The Becoming God

Tuesday, August 19, 2014

Healing by God the Imaginer Imagining or the Imaginer in "Me" Imagining

I come from a Pentecostal tradition of asking for and receiving healing from God. Answered prayer in visibly manifest healings and ministers "calling out" healings among congregants they don't even know is the expected norm in my background. But what is going on in these healings?

I think it may be that "the picture of health" (whatever that might mean to a person physically, mentally, emotionally, financially, etc.) is to us "the way it supposed to be," and whatever we've got manifest is "sin," i.e., variance from what is "right." We imagine ourselves "ill"--which we are because we create our own worlds by what we imagine.

We ask the divine, Most Holy Imaginer for healing (or, of course, he knows all of what is really going on), AND HE IMAGINES US "RIGHT." He imagines us in the right state of whatever kind of health we need, and our "sin" (which we have created) is forgiven and his imagined image of us takes over: "Hey, I imagine I've got a cancer"; "No, I don't imagine you do." "Hey, thanks for imagining me right!"

I know that that tradition works. I am just exploring the possibility that what the divine, Most Holy Imaginer does he wants us to do, TOO, and had the Bible written for that purpose--that we might learn how to do it (healing) with him and as him--because that is what he WANTS us to do; "Ye believe in God, believe also in 'Me.'"

So, you can go either route--to the Divine Imaginer in church or in mind an ask him for healing, or emulate him by imagining yourself healed and whole and "right." As my former pastor, Jessie Mason used to say about prayer, "The only way to do it . . . is to do it."

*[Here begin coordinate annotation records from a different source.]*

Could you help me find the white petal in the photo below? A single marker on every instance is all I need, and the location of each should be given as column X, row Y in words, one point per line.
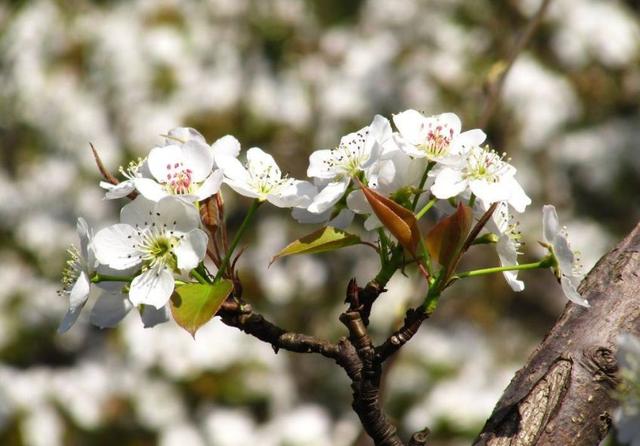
column 184, row 134
column 211, row 185
column 318, row 165
column 153, row 287
column 232, row 169
column 162, row 159
column 260, row 161
column 449, row 183
column 120, row 190
column 411, row 125
column 518, row 199
column 243, row 189
column 489, row 193
column 198, row 158
column 449, row 120
column 299, row 194
column 150, row 189
column 550, row 223
column 328, row 196
column 508, row 255
column 303, row 216
column 191, row 250
column 77, row 299
column 114, row 246
column 357, row 202
column 177, row 213
column 152, row 316
column 138, row 212
column 110, row 309
column 462, row 142
column 227, row 145
column 343, row 220
column 569, row 288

"Ah, but Jessie, HOW do you do it?" Well, I am pretty sure Jessie only knew the former, the asking, which he did much, and it worked much. The latter imagining way, not so much. For that I think we need to go to Neville Goddard, Joseph Murphy and their likes. I am trying to outline the process of imagining from Neville's lectures and books--trying to gather all the points into something of a training manual. Someone's got to do what the church is supposed to have been doing--training the people for the works of ministry--of imagining right (whether in asking the Imaginer or being the Imaginer). There sure is a big need out there--we won't ever finish.